While it’s true that this courtyard, the home of the wealthy Don Domenico, is supposed to be a place of escape for the play’s protagonist, the one-time prostitute Filumena, a safe-haven from the ugly world outside, the production’s prevailing sense of disconnection is not just one of aesthetics. There’s something tonally amiss about the whole thing.
At the start of the play, Filumena has just tricked Don Domenico, her philandering lover of some 27 years, into a deathbed marriage. Though the minute the priest has made things official between them, she is suddenly, miraculously ‘cured.’ In the noisy fallout from her deception, it comes to light that she has three illegitimate adult sons – a writer, a tailor, and a mechanic – whom she has surreptitiously looked out for over the years.

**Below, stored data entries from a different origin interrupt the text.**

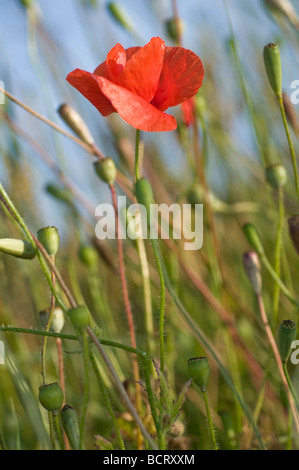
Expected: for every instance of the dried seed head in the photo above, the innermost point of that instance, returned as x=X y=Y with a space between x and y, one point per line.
x=17 y=248
x=73 y=119
x=70 y=423
x=199 y=371
x=276 y=175
x=273 y=67
x=252 y=268
x=286 y=335
x=253 y=238
x=294 y=231
x=79 y=317
x=106 y=170
x=49 y=238
x=51 y=396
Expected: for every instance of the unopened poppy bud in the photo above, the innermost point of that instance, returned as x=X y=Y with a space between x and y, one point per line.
x=57 y=322
x=70 y=423
x=51 y=396
x=49 y=238
x=88 y=255
x=174 y=28
x=253 y=270
x=276 y=175
x=120 y=15
x=294 y=231
x=79 y=317
x=253 y=238
x=144 y=195
x=102 y=443
x=199 y=371
x=17 y=248
x=286 y=335
x=73 y=119
x=290 y=113
x=60 y=193
x=273 y=67
x=106 y=170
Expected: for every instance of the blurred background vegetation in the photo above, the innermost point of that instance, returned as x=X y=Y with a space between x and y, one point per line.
x=240 y=132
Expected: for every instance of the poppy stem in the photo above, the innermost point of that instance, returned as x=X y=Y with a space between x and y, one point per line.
x=137 y=141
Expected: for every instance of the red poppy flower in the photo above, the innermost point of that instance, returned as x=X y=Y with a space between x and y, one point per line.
x=140 y=83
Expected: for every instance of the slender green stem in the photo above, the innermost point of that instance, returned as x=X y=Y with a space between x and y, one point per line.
x=51 y=429
x=278 y=281
x=149 y=323
x=290 y=142
x=210 y=421
x=286 y=374
x=106 y=400
x=277 y=253
x=121 y=388
x=155 y=245
x=57 y=426
x=137 y=141
x=86 y=387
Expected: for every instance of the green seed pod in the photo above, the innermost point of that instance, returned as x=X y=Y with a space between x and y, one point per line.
x=49 y=238
x=88 y=255
x=120 y=15
x=106 y=170
x=73 y=119
x=273 y=67
x=294 y=231
x=103 y=444
x=286 y=335
x=57 y=322
x=17 y=248
x=70 y=423
x=253 y=270
x=79 y=317
x=144 y=195
x=253 y=238
x=51 y=396
x=199 y=371
x=174 y=28
x=60 y=193
x=276 y=175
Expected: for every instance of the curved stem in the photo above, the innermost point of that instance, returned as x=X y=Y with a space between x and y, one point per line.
x=86 y=387
x=106 y=401
x=155 y=245
x=291 y=146
x=137 y=173
x=277 y=253
x=210 y=421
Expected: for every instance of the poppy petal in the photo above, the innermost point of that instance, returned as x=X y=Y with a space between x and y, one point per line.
x=180 y=79
x=136 y=111
x=142 y=71
x=87 y=83
x=115 y=61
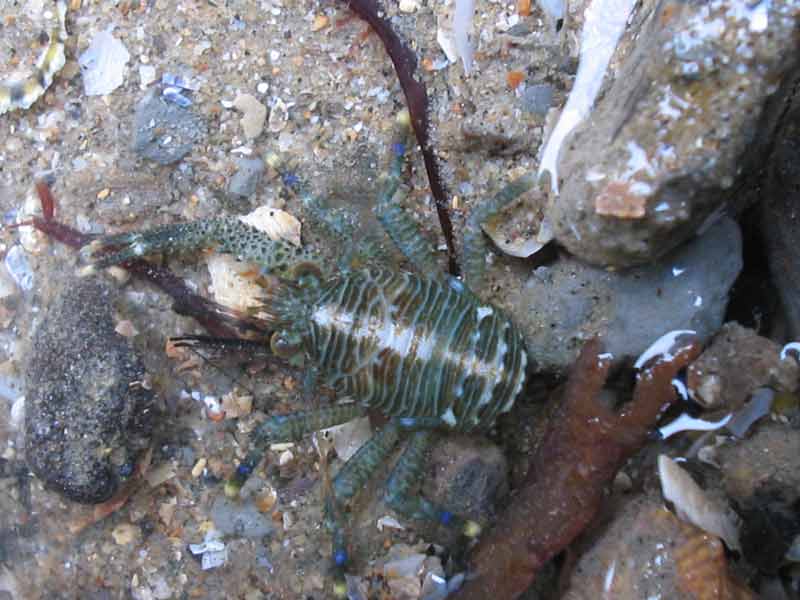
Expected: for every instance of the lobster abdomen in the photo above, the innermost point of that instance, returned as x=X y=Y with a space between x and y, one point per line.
x=413 y=346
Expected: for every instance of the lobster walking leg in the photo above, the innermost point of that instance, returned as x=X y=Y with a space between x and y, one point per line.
x=287 y=428
x=475 y=244
x=226 y=235
x=348 y=482
x=406 y=474
x=399 y=225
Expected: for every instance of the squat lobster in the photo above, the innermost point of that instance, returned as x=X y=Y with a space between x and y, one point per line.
x=420 y=347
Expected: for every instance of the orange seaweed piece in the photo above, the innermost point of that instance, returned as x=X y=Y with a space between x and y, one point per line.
x=514 y=78
x=583 y=448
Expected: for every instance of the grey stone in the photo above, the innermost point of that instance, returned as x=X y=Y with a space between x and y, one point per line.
x=245 y=181
x=241 y=519
x=683 y=116
x=537 y=99
x=85 y=423
x=470 y=476
x=780 y=220
x=165 y=132
x=561 y=306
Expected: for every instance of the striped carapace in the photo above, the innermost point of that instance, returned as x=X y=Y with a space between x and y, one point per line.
x=420 y=346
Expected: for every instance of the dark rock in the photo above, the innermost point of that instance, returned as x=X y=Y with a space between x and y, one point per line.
x=781 y=220
x=770 y=522
x=86 y=420
x=688 y=110
x=470 y=476
x=165 y=132
x=737 y=362
x=241 y=519
x=561 y=306
x=245 y=181
x=537 y=99
x=761 y=478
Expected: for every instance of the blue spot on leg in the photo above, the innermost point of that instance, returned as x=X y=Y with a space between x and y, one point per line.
x=290 y=179
x=340 y=558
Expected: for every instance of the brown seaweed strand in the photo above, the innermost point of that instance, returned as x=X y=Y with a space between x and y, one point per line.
x=405 y=64
x=215 y=318
x=584 y=446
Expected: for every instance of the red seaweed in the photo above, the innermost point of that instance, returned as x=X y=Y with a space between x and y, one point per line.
x=405 y=65
x=217 y=319
x=585 y=445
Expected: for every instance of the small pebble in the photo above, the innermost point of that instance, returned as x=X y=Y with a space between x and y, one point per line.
x=253 y=114
x=199 y=467
x=320 y=22
x=124 y=533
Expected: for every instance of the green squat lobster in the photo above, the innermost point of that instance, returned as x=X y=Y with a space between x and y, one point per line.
x=420 y=347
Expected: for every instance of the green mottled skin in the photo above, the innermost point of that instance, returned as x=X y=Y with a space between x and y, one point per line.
x=420 y=347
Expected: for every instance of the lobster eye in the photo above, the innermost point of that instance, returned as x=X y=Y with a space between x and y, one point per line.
x=126 y=470
x=284 y=344
x=305 y=273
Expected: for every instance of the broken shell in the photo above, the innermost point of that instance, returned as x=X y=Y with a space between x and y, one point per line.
x=694 y=505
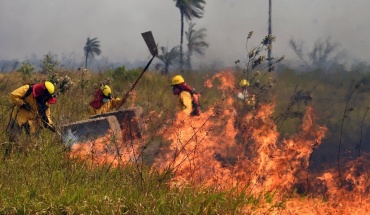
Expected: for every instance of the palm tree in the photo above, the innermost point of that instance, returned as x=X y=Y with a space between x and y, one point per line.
x=196 y=43
x=188 y=9
x=167 y=59
x=91 y=49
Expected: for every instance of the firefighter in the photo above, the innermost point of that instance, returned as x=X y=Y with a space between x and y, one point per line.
x=103 y=101
x=188 y=100
x=31 y=110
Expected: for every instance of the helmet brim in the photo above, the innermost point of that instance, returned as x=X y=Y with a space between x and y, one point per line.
x=52 y=100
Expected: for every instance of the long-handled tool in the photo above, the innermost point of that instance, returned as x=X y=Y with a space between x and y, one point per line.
x=149 y=40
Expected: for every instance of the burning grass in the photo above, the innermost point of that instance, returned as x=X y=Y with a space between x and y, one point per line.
x=227 y=160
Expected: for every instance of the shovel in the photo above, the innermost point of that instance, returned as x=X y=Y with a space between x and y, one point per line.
x=149 y=40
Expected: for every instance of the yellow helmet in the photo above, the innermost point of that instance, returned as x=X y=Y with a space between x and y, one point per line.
x=244 y=83
x=106 y=90
x=178 y=79
x=50 y=87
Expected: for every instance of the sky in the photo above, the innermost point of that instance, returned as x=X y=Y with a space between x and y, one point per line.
x=61 y=27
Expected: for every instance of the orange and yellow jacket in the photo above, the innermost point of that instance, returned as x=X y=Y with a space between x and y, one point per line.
x=22 y=116
x=184 y=102
x=111 y=105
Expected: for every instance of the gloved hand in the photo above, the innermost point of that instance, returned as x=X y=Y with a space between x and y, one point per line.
x=26 y=106
x=52 y=128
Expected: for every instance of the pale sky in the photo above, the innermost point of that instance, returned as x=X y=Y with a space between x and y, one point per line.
x=62 y=26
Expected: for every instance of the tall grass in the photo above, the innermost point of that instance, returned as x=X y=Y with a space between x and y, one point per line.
x=41 y=178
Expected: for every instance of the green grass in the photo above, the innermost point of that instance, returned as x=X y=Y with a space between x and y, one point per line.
x=43 y=179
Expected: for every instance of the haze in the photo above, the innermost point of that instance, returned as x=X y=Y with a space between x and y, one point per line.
x=62 y=27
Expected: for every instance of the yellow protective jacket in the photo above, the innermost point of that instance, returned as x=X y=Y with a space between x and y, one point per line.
x=185 y=102
x=22 y=116
x=111 y=105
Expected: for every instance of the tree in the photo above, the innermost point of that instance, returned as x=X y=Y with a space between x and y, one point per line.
x=270 y=34
x=91 y=49
x=188 y=9
x=167 y=59
x=196 y=42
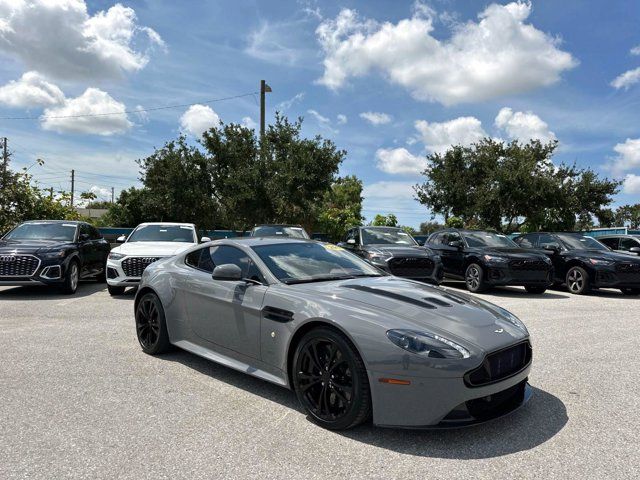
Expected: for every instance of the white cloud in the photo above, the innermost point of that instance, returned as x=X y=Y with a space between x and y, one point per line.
x=439 y=137
x=61 y=39
x=376 y=118
x=498 y=55
x=631 y=184
x=74 y=115
x=198 y=119
x=628 y=156
x=626 y=79
x=523 y=126
x=31 y=90
x=248 y=122
x=399 y=160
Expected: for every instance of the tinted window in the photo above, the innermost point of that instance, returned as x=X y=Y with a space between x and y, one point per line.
x=43 y=231
x=162 y=233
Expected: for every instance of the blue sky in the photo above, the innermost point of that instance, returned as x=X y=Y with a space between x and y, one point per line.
x=387 y=81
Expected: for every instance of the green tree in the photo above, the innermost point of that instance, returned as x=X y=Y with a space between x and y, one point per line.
x=341 y=208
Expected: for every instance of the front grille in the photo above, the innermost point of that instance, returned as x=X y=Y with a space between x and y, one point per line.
x=529 y=265
x=18 y=265
x=500 y=365
x=134 y=266
x=414 y=267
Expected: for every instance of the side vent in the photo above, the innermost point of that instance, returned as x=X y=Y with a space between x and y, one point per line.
x=277 y=314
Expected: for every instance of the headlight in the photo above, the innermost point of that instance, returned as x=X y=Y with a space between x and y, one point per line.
x=600 y=261
x=427 y=344
x=54 y=255
x=495 y=259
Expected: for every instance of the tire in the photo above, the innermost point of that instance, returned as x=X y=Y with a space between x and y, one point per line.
x=330 y=380
x=535 y=289
x=71 y=278
x=474 y=278
x=151 y=325
x=578 y=281
x=630 y=291
x=113 y=291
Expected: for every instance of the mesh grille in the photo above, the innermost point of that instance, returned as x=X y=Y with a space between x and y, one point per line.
x=18 y=265
x=134 y=266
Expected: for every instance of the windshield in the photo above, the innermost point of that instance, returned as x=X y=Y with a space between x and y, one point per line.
x=488 y=239
x=580 y=242
x=280 y=231
x=386 y=236
x=312 y=262
x=162 y=233
x=43 y=231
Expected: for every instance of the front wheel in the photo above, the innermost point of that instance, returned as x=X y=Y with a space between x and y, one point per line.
x=630 y=291
x=535 y=289
x=578 y=281
x=151 y=325
x=474 y=278
x=330 y=380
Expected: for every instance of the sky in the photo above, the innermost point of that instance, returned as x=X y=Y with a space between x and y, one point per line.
x=84 y=85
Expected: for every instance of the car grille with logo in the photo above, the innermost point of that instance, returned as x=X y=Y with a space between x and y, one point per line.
x=500 y=365
x=412 y=267
x=18 y=265
x=134 y=266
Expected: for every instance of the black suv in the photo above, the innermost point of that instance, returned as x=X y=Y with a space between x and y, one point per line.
x=583 y=263
x=394 y=251
x=486 y=259
x=52 y=252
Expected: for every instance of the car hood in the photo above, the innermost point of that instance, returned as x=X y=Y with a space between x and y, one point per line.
x=398 y=251
x=401 y=303
x=32 y=246
x=155 y=249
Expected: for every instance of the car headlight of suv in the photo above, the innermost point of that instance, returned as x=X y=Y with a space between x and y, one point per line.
x=600 y=261
x=427 y=344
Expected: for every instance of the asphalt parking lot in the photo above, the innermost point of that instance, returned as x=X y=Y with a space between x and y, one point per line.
x=79 y=399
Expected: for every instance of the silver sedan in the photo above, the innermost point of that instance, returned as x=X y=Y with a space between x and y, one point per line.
x=353 y=342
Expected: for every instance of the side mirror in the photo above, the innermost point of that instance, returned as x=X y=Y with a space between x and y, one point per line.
x=227 y=272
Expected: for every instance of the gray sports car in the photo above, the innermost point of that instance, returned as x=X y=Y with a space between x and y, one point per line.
x=350 y=340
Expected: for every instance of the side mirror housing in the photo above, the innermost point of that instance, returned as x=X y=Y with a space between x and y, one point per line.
x=227 y=273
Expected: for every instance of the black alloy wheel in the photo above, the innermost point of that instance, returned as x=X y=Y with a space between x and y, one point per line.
x=151 y=326
x=474 y=278
x=330 y=380
x=578 y=281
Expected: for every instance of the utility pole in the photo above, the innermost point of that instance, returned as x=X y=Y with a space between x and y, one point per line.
x=73 y=184
x=264 y=88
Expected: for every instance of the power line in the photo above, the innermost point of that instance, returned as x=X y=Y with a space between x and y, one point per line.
x=125 y=112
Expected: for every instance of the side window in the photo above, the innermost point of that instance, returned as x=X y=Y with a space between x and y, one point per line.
x=612 y=243
x=225 y=254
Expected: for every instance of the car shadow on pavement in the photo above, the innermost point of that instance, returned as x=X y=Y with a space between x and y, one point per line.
x=45 y=292
x=512 y=292
x=533 y=424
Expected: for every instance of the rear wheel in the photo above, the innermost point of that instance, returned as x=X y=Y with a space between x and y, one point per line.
x=578 y=281
x=330 y=380
x=474 y=278
x=535 y=289
x=151 y=326
x=630 y=291
x=71 y=278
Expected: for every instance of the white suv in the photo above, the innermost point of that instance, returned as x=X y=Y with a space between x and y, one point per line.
x=147 y=243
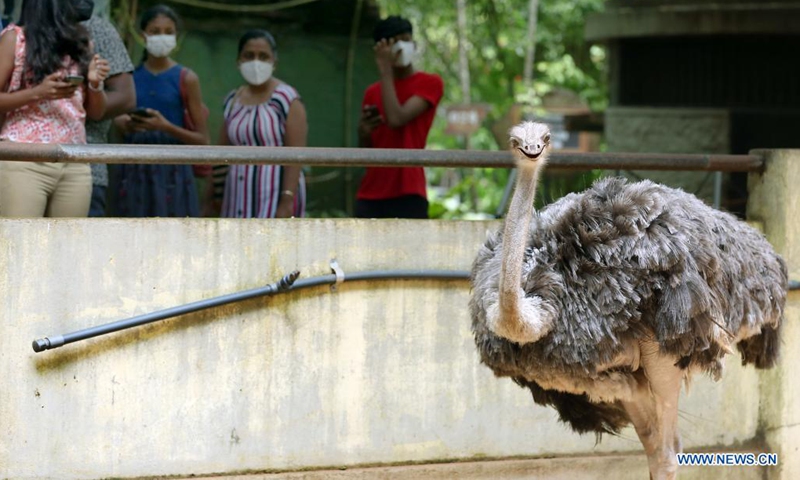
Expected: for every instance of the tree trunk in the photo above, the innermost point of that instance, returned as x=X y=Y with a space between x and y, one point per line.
x=533 y=9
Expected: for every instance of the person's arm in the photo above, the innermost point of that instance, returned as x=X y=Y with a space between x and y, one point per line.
x=370 y=118
x=120 y=95
x=95 y=103
x=156 y=120
x=51 y=88
x=397 y=114
x=296 y=136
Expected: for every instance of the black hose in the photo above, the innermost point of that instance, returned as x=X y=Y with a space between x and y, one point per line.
x=286 y=284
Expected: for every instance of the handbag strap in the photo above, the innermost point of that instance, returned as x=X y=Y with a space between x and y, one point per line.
x=182 y=88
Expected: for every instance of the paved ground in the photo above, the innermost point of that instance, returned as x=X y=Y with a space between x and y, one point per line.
x=606 y=467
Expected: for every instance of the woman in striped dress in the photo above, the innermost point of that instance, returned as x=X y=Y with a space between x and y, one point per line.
x=265 y=112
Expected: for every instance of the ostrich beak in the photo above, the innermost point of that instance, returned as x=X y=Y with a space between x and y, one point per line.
x=531 y=151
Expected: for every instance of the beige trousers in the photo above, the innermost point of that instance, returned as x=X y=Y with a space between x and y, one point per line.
x=46 y=189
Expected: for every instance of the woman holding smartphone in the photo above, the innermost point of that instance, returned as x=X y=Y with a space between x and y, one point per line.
x=165 y=92
x=50 y=82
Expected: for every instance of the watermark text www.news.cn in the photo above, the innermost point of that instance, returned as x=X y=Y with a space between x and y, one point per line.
x=728 y=459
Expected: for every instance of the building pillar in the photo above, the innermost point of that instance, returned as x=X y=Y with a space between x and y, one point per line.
x=774 y=201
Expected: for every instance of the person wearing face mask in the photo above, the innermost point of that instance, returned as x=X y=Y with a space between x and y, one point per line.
x=265 y=112
x=50 y=83
x=397 y=112
x=168 y=98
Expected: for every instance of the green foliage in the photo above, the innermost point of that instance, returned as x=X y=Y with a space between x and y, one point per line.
x=496 y=46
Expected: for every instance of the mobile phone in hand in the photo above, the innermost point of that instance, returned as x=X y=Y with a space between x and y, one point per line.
x=371 y=110
x=74 y=79
x=140 y=112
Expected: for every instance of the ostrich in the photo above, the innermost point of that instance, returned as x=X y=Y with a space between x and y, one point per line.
x=605 y=301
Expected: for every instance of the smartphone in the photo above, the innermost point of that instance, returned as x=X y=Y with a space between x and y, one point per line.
x=140 y=112
x=74 y=79
x=371 y=110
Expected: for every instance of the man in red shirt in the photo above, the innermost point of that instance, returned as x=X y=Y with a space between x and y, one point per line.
x=397 y=112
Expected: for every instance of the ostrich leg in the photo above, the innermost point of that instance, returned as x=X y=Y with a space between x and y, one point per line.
x=654 y=411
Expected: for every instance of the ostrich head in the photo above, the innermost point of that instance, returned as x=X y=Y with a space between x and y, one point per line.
x=530 y=143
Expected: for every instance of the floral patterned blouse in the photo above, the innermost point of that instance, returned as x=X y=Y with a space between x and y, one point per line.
x=45 y=121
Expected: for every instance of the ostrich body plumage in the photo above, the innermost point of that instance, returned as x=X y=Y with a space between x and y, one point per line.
x=619 y=278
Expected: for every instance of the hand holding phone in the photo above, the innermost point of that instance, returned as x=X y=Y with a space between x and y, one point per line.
x=371 y=110
x=141 y=113
x=74 y=79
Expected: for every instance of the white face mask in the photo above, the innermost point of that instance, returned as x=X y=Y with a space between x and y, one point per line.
x=160 y=45
x=407 y=51
x=256 y=72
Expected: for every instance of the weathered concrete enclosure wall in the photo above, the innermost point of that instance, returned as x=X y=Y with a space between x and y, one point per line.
x=381 y=372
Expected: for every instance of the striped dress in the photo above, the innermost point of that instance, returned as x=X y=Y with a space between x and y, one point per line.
x=253 y=191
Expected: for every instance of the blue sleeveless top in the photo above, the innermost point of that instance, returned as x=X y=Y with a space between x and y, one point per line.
x=156 y=190
x=160 y=92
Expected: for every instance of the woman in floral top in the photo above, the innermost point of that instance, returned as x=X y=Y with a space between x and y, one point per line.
x=49 y=83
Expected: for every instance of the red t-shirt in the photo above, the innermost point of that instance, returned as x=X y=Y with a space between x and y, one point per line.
x=380 y=183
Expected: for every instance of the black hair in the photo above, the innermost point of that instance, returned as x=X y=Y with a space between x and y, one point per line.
x=391 y=27
x=52 y=32
x=154 y=12
x=256 y=34
x=157 y=11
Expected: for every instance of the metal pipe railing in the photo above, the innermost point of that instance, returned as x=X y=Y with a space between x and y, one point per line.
x=359 y=157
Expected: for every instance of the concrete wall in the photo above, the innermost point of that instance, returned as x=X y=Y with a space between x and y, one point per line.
x=775 y=202
x=671 y=130
x=374 y=373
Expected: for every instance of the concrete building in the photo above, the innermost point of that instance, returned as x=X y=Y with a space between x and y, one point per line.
x=374 y=373
x=701 y=76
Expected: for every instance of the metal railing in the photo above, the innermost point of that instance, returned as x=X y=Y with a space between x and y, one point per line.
x=359 y=157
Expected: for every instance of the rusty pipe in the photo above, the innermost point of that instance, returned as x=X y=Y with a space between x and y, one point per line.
x=359 y=157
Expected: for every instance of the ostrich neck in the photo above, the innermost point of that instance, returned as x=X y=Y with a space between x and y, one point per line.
x=515 y=239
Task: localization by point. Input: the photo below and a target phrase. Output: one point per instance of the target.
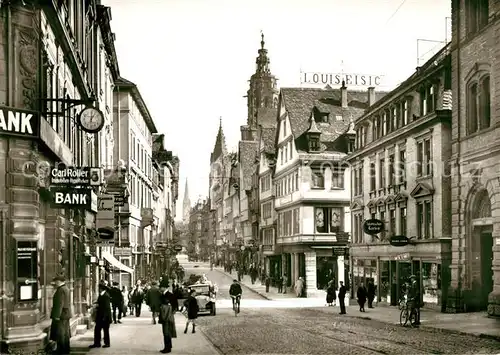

She now hopes that Domenico will assume the role of father and provider for all three.
Filumena was driven into prostitution out of desperation. Her teenage years were spent on the brink of starvation; poverty closes doors, it shrinks people’s worlds, and this was the only way out that seemed open to her. It was an act of survival. De Filippo’s play does not skirt around the issue, nor does it gloss over the tough choices she faced in bringing each of her children into the world; she has, in her own way, managed to provide for them financially, though she was never able to be a mother to them. Now she seeks security, comfort, the love that was denied to her. But while pain radiates from the writing it is rarely evident on stage.
Samantha Spiro is an actor of warmth and charisma but in the play’s opening scenes she comes across as shrill and hard-edged, a schemer. Only later, when her motivations are clearer, does she start appearing more human, more sympathetic. Clive Wood’s Domenico is all froth and bluster, a carapace of masculine menace; when he first discovers Filumena has tricked him, he half-heartedly shakes a spoon at her while spouting unconvincing threats.
There is further disconnection evident in the translation by Tanya Ronder. While it’s probably necessary to have the cast avoid Italian caricature, Ronder takes things in the other direction, revelling in the colloquial. Her translation has Filumena’s sons calling one another “twat” and “big man”, and people screeching “silly old cow.” It all sits rather awkwardly on the studiously attractive flower-bedecked set; the gap between what we see and what we hear is an increasingly difficult one to bridge.
Michael Attenborough’s production wakes up and warms up considerably in the far shorter second half. There is some genial if underpowered comic interplay between the three sons and everyone suddenly and almost unaccountably seems inclined to be far kinder to one another. But it all comes too late in the day; and the production never convincingly evokes the social polarization of post-war Naples, the creep of poverty and the lengths people will go to in order to survive. The play’s heat, its vital fire, has been damped down, its emotional potency neutered.